Local restrictions on short-term rentals have been developed to combat this issue, with limited success, Eason said. While Boone’s restriction does not go into effect until this summer, Blowing Rock has an ordinance currently in place against renting properties within certain areas of the city limits for less than 28 days at a time.

“That being said, you can go onto one of these sites and see that there are lots of properties that have been on Airbnb,” Eason said. “You can drive around on a ski weekend and see a lot of cars parked in some of these houses, right? So that has been done under the radar.”

Boone Town Council member Jon Dalton George said financial gain likely serves as an incentive for homeowners to continue offering short-term rentals, despite restrictions against them or challenges they pose to local infrastructure.

“You know, if you can make $200 a night on a home, right, you’re never going to rent that long term to any regular human being, right?” George said. “I mean, you could make in 10 days what you would make renting to a family.”

Earlier last year, George helped pass Boone’s short-term rental regulations, which aim to keep housing within the Town of Boone more affordable, George said.

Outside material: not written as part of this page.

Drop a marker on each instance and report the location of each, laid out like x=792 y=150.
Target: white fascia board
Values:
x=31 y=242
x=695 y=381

“That’s where, you know, you’ve got to have local government step in and do some sort of regulatory measures,” George said. “Because, you know, the market’s incentivizing people to kick them out of their homes. Something’s not working, right?”

Eason said that even as the volume of tourism created by the COVID-19 pandemic wanes, property values and rental demand may continue to increase, especially as people continue to come to the mountains in search of comfortable retirement, access to nature and a small-town life.

“We’re still a well-kept secret,” Eason said. “But the word is out.”